School Board to Study New Math Curriculum

By Ian Shapira
Washington Post Staff Writer
Sunday, March 23, 2008

After months of facing increasing scrutiny from elementary school parents about a new math curriculum, Prince William County School Board members said they are scheduling a work session in May to discuss the program's future.

School Board Chairman Milton C. Johns (At Large) said the panel wants to learn more about the math curriculum, called "Investigations in Number, Data and Space." School Board members appear to be mixed about the program's effectiveness, and Johns said he would like to postpone any decisions about keeping, cutting or scaling back the program until results from the state Standards of Learning (SOL) exams are released later this year.
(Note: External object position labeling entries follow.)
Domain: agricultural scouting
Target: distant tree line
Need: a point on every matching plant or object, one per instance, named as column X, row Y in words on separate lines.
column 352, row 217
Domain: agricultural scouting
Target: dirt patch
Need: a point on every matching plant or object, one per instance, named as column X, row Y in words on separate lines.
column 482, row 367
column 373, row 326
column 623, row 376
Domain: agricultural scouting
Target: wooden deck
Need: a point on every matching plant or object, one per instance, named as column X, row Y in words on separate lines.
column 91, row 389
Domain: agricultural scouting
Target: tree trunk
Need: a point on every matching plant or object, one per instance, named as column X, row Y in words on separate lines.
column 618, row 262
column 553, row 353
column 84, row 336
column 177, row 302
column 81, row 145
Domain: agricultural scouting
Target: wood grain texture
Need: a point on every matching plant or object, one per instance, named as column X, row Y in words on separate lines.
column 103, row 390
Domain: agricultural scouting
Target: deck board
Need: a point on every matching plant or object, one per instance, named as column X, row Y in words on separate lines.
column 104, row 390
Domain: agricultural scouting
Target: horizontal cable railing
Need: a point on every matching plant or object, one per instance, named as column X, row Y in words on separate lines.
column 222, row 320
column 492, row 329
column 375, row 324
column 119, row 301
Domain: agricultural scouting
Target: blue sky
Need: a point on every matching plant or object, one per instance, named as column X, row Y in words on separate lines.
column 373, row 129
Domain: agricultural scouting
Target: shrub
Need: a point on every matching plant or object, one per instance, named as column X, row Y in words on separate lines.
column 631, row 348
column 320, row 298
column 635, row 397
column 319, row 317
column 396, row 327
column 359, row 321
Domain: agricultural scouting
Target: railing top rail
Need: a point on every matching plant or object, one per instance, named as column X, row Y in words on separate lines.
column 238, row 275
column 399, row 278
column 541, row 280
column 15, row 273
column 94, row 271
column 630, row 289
"I am going to be looking for a significant increase in our scores because the program does increase the workload for parents," said Johns, who has a third-grade child in the program. "If we are going to require that of our parents, then parents should be getting a return and significant increases in test scores."

The curriculum, which emphasizes more creative ways to solve math problems rather than rely solely on memorization, is being gradually introduced in Prince William. Last year, second-graders got the program, followed this year with third-graders. In the next two years, the program is scheduled to roll out for fourth- and fifth-graders.

But third-graders' parents began rising up against it, after many said they were frustrated that their children could not solve basic math equations -- 27 plus 54, for example -- fast and easy.

Prince William educators have been teaching children to solve such problems many different ways, including by breaking the numbers down. For example, instead of stacking the numbers and carrying digits from one column to the next, students would add 20 plus 50; then add 7 plus 4; and finally add up those two figures to reach 81.

School officials say the curriculum increases students' comprehension of numbers and how they work and will pay off significantly when they learn algebra and take SATs.

In response to some of the criticisms, school officials have posted information on a school system Web site,, including videos and reports called "Clarifying Misconceptions About Investigations in Number, Data and Space."

On the main school system web site,, a video shows Superintendent Steven L. Walts at an early March School Board meeting explaining: "Teachers need to be able to make professional decisions to use additional materials or strategies. . . . We are using other math strategies to help our students and have for some time. These continue to be perfectly acceptable and encouraged."

Alexis Miller, an elementary school parent who helped launch a petition and a Web site,, to protest the program, said it's unclear which schools are using additional materials such as flashcards and memorization.

"It varies widely. I know in our school and in my daughter's class, I still have never seen one piece of supplementation," she said. "But other kids in third grade, they are seeing some worksheets come home with drills and flashcards."

Miller said she hopes her coalition can present a report to the School Board, before the May work session, that outlines parents' concerns with their own research into the new curriculum.

Johns said that parents have given "us plenty to think about it" but that he was unsure how much more research would sway him until he sees the SOL scores.

"My wife and I have been dealing with this as a parent. It's different," Johns said. "We've been learning to adapt."